AI Deployment on NVIDIA Jetson (Nano, Orin)
NVIDIA Jetson — best AI edge platforms for computer vision, robotics, industrial AI. JetPack SDK provides complete stack: CUDA, TensorRT, DeepStream, Isaac. We deploy and optimize AI solutions for specific Jetson models.
Jetson Model Lineup (Current)
| Model | AI Performance | RAM | Use Case |
|---|---|---|---|
| Orin Nano 4GB | 20 TOPS | 4 GB | Basic edge AI tasks |
| Orin Nano 8GB | 40 TOPS | 8 GB | Computer vision, ROS |
| Orin NX 8GB | 70 TOPS | 8 GB | Multi-camera, inference server |
| Orin NX 16GB | 100 TOPS | 16 GB | Complex CV, LLM inference |
| Orin AGX | 275 TOPS | 64 GB | Autonomous vehicles, robots |
Optimization via TensorRT
TensorRT compiles ONNX/PyTorch models for specific Jetson GPU:
import tensorrt as trt
# or via trtexec:
# trtexec --onnx=model.onnx --saveEngine=model.trt --fp16
3–10× acceleration vs. PyTorch on same hardware. FP16 default, INT8 for maximum performance.
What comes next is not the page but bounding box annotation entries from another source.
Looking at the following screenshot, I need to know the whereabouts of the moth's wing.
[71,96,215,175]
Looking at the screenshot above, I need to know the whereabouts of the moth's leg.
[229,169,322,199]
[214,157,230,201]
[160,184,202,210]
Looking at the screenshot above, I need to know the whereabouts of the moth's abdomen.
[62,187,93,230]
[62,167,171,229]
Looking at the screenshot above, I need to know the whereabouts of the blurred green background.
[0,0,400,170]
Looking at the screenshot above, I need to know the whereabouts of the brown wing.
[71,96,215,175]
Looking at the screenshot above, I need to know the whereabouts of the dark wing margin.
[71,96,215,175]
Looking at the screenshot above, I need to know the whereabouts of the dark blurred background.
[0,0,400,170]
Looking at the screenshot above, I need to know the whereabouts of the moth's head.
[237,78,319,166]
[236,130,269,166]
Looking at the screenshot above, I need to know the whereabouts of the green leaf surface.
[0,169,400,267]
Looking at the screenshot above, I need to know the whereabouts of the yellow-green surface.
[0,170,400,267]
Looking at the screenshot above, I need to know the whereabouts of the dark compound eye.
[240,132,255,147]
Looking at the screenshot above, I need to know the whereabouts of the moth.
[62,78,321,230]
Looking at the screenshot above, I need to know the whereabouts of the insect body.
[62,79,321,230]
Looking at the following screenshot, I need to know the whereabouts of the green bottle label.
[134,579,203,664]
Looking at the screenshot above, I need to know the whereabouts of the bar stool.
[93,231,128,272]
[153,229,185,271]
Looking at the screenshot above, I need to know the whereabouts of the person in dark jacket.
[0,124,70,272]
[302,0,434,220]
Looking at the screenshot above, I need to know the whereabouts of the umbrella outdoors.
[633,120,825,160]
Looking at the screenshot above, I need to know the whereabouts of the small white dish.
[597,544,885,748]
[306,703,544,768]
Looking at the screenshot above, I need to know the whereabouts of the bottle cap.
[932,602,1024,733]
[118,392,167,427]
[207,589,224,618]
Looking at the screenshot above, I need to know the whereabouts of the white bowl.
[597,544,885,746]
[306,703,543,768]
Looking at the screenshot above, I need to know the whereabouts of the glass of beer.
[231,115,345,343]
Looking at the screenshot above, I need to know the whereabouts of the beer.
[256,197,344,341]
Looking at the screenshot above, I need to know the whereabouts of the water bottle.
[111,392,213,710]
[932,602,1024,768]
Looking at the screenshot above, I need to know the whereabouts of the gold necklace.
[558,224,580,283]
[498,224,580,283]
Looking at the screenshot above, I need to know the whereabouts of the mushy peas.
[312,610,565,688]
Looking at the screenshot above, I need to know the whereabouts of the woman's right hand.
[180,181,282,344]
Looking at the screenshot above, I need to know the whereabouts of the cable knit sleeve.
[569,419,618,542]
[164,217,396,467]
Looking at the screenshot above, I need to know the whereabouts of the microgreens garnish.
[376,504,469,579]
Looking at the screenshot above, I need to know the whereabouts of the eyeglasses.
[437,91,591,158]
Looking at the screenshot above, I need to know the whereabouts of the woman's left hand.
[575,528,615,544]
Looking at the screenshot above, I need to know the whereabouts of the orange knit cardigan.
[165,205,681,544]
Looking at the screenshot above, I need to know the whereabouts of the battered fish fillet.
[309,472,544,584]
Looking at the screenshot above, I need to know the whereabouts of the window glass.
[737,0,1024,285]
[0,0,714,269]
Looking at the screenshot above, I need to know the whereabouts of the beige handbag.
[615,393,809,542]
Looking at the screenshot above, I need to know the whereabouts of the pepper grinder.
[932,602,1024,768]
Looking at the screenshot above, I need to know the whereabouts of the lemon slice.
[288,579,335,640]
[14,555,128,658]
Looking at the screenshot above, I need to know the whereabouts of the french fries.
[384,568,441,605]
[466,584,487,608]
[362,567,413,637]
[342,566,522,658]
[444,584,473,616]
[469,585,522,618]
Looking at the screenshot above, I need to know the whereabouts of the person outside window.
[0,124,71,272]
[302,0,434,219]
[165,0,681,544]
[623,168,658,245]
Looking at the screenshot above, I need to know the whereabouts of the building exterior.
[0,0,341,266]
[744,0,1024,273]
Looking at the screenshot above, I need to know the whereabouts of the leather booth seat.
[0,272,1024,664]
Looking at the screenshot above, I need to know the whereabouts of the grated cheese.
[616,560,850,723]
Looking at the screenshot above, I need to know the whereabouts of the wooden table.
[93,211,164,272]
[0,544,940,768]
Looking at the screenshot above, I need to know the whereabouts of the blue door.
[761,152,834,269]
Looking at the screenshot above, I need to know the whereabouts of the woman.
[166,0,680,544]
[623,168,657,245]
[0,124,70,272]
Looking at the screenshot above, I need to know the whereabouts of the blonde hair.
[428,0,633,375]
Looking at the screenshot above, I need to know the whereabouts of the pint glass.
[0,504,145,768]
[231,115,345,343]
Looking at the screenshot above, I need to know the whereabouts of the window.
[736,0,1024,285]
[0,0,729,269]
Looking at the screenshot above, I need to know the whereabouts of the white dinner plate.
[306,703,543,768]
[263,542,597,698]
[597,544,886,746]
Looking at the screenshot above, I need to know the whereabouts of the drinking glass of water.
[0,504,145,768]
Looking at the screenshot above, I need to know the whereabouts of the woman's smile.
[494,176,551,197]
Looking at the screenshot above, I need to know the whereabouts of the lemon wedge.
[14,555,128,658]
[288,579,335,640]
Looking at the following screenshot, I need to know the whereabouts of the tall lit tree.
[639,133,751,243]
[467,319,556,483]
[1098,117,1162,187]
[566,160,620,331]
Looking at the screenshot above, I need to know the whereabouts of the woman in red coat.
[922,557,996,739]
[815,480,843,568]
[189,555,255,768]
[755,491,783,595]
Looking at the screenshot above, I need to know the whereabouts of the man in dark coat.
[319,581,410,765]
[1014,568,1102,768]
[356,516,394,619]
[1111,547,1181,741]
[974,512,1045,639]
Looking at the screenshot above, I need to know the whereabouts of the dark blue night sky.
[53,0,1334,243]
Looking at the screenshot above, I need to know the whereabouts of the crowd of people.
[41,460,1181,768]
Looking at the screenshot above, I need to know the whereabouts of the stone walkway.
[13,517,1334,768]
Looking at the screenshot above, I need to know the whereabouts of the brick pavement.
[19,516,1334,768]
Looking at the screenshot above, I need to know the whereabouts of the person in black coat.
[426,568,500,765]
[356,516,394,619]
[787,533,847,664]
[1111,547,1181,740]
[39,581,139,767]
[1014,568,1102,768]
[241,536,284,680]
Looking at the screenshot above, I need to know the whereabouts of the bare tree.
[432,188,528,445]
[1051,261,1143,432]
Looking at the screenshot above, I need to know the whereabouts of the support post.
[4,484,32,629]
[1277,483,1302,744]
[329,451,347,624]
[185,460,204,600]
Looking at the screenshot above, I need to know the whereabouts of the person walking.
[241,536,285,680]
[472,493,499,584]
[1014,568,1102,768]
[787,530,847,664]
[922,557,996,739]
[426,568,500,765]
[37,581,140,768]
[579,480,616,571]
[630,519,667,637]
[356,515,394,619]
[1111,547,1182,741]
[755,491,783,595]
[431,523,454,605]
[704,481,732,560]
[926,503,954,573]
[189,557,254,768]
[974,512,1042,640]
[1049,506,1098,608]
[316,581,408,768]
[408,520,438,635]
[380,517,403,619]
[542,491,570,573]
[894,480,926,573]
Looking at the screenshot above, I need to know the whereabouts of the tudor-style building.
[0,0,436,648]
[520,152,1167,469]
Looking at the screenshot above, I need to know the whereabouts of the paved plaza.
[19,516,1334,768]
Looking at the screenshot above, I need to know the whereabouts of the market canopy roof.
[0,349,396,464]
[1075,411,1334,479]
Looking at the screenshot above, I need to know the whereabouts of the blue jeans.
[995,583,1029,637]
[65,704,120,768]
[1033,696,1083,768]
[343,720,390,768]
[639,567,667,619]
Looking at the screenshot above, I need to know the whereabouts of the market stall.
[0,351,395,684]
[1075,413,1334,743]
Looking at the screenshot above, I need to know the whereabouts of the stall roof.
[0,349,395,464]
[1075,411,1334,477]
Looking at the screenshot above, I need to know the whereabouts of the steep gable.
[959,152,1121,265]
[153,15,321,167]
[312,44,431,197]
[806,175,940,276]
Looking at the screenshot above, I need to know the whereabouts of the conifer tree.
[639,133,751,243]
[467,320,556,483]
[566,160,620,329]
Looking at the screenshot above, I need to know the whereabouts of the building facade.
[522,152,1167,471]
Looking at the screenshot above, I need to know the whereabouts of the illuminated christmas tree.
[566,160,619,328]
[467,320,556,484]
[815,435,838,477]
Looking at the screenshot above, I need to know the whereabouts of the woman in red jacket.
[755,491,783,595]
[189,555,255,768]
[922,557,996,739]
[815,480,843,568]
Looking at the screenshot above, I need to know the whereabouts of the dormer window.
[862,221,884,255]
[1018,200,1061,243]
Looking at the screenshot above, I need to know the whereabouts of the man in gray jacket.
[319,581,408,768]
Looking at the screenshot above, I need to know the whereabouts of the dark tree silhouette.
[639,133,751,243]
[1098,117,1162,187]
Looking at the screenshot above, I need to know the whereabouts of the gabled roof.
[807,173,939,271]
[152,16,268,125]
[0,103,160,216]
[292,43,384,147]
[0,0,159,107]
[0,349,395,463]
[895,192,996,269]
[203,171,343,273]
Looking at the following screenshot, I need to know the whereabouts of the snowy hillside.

DeepStream for Video Analytics
NVIDIA DeepStream SDK — optimized pipeline for multi-camera analytics. GStreamer-based. Typical Orin AGX performance: 30+ Full HD cameras with YOLOv8 detection.
ROS2 + Jetson
Robotics: ROS2 Humble natively supported on JetPack 5/6. Isaac ROS — NVIDIA optimized ROS2 packages for computer vision.